NEW YORK — The dollar slumped to a record low against the euro on Friday as weak U.S. growth figures reinforced fears of a widening economic disparity between Europe and the United States.
The euro's surge will not be kind to Americans visiting Europe this summer, who will pay more for hotel rooms in Rome, entrance fees at the Louvre and chocolates in Belgium.
The euro hit $1.3682, shooting past its previous high of $1.3667 from December 2004, after the U.S. Commerce Department reported that economic growth slowed to a 1.3 percent annual rate in the first quarter, its weakest performance in four years.
The 13-nation currency then settled back to $1.3655 in late European trading, still up from its $1.3601 level in New York late Thursday.
“After some mixed figures ... the euro has broken through its previous all-time,” noted James Hughes, a market analyst at CMC Markets in London, adding that they saw some buy orders as high as $1.3681.
The euro also hit a record against the Japanese yen after inflation data from Germany, coupled with improved business and consumer sentiment, pushed it to 162.91 yen, up from the previous high of 162.53 yen on Thursday.
A higher euro makes goods from the euro-zone more expensive for customers abroad, or cuts into manufacturers’ profits if they try to keep the U.S. dollar price of products constant.
Along with the rise in the British pound, which broke through $2 earlier this month for the first time in nearly 15 years, the stronger euro makes visits to much of Europe more expensive for travelers from elsewhere and makes shopping trips to the U.S. more appealing to Europeans.
Philadelphia physicians Ritu Pierce, 31, and Donna Roy, 36, had to make adjustments during their trip to Rome.
“It’s definitely different from the past, when you could travel around Europe, especially in countries like Greece, with a small amount of money,” said Pierce.
“We don’t want to shorten our stay, so we are finding low-profile hostels to sleep and grocery stores to get pizza or wine for cheap,” Roy said. “Thank God, Rome has a lot of free beauties to offer, like monuments and beautiful piazzas.
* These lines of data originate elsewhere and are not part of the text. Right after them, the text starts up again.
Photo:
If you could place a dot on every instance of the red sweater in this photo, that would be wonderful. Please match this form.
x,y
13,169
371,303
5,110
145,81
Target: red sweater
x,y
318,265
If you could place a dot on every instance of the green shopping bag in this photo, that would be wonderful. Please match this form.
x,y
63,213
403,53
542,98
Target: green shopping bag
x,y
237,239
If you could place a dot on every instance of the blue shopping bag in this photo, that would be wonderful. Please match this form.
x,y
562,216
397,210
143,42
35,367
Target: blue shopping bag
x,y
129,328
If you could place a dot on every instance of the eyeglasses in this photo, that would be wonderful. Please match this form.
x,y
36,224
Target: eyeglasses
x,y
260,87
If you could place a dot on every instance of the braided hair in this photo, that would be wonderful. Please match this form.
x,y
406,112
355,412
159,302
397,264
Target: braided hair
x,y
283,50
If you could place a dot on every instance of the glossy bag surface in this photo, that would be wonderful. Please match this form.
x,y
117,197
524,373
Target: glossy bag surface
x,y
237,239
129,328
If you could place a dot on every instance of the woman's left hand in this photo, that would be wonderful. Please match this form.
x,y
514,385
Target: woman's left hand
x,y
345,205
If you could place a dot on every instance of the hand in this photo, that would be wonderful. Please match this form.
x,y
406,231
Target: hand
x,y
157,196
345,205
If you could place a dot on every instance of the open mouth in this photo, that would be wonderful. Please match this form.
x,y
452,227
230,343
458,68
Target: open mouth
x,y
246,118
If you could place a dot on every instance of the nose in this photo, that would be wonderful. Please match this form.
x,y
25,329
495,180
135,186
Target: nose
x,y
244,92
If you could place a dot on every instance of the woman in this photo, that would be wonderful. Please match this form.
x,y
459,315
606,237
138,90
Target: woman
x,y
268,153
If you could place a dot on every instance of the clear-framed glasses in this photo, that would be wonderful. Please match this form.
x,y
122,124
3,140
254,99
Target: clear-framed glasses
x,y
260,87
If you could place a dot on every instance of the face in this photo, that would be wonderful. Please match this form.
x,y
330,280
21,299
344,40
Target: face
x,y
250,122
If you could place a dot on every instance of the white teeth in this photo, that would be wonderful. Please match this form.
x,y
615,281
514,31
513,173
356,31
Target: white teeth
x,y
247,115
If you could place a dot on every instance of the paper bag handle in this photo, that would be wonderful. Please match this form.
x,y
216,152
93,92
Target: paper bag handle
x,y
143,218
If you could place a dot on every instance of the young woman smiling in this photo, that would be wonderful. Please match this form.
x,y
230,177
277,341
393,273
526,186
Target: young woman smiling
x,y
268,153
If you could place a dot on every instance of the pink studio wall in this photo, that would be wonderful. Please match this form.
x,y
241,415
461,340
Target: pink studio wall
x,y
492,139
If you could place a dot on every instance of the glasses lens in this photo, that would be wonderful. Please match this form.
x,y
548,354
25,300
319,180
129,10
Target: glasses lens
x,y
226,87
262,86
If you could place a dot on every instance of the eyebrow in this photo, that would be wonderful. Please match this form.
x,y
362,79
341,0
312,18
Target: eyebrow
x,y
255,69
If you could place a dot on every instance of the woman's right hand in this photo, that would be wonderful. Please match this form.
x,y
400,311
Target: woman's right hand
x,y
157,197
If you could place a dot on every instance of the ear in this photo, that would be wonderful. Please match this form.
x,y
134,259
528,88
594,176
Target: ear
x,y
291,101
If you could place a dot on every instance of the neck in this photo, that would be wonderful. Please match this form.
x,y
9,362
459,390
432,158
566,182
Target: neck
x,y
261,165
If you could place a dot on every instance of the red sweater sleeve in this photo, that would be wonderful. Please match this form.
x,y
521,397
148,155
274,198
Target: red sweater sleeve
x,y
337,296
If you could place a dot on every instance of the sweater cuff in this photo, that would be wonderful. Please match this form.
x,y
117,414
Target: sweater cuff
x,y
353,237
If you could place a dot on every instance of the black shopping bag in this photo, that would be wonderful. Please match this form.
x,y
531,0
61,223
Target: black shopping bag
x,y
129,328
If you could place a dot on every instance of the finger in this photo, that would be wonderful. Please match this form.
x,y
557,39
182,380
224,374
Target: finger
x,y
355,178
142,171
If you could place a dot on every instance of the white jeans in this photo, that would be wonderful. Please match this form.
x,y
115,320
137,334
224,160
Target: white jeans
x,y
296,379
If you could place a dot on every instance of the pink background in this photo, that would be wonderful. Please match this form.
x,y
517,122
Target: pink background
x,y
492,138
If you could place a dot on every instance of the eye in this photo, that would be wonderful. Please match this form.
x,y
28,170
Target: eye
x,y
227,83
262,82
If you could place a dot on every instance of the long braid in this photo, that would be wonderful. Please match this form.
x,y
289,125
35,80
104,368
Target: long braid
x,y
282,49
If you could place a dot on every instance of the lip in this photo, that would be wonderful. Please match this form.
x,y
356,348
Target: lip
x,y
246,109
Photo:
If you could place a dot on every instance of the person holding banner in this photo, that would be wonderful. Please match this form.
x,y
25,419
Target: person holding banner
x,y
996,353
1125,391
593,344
You don’t need money to enjoy that.”
Karen Sebastian, an American high school teacher visiting the Brandenburg Gate in Berlin with a group of high school students from Brattleboro, Vermont, was startled by the dollar’s slide.
“I am glad that I changed all my money before I came. It was a great shock when I saw what the exchange rate was,” Sebastian said.
On Friday, the British pound was trading at $2.0022, up from $1.9910 late Thursday. The dollar fell against the yen, dropping to 119.41 yen from 119.63 yen in New York.
The euro had been tantalizing close to a new high for nearly two weeks, climbing to $1.3664 on Wednesday. But expectations for poor U.S. economic results had traders certain that Friday would be the decisive point.
The reading of U.S. gross domestic product, considered the best barometer of the country’s economic fitness, was the weakest since a 1.2 percent pace registered in the opening quarter of 2003. It underscored just how much momentum the U.S. economy has been losing as it copes with the strain of the troubled housing market.
The dollar’s woes aren’t confined to Europe: It is at a 17-year low against the Australian dollar, hovering near 26-year lows against the British pound and at an all-time low against the Chinese yuan.
How did that come to pass? A combination of factors, said Howard Archer, chief U.K. economist of Global Insight in London.
“The U.S. dollar has been pressurized significantly by softer U.S. growth, concerns over the housing market, and the increased possibility that the Fed will cut interest rates later this year,” he said.
If the Fed starts cutting interest rates from the current level of 5.25 percent while other regions are still raising theirs, capital movement into the U.S. could suffer, Archer said.
“This is potentially worrying for the dollar,” he said.
The euro rose from a low of 82 U.S. cents in October 2000 to the previous high of $1.3667 on concerns over the enormous U.S. trade and budget deficits.
But a string of rate increases by the Federal Reserve had helped cushion the decline of the dollar. Higher interest rates, used to combat inflation, can bolster a currency by making certain types of investments more attractive.
Of late, the Fed has left rates unchanged even as the European Central Bank has steadily increased the cost of borrowing.
The euro began its recent run against the dollar on April 12, after the European Central Bank held its benchmark rate steady at 3.75 percent but set the scene for a raise to 4 percent in June.
An increase would be aimed at countering threats of inflation in the euro zone, a bloc of 317 million people that accounts for more than 15 percent of the world’s GDP.
How high could the euro climb against the dollar? Not very far, most analysts said, noting that a major increase could lead the ECB to stop raising rates or even start cutting them.
Commerzbank economist Michael Schubert said the euro is likely to rise in the coming weeks “owing largely to speculation” but will likely retreat to $1.30 by end of 2008.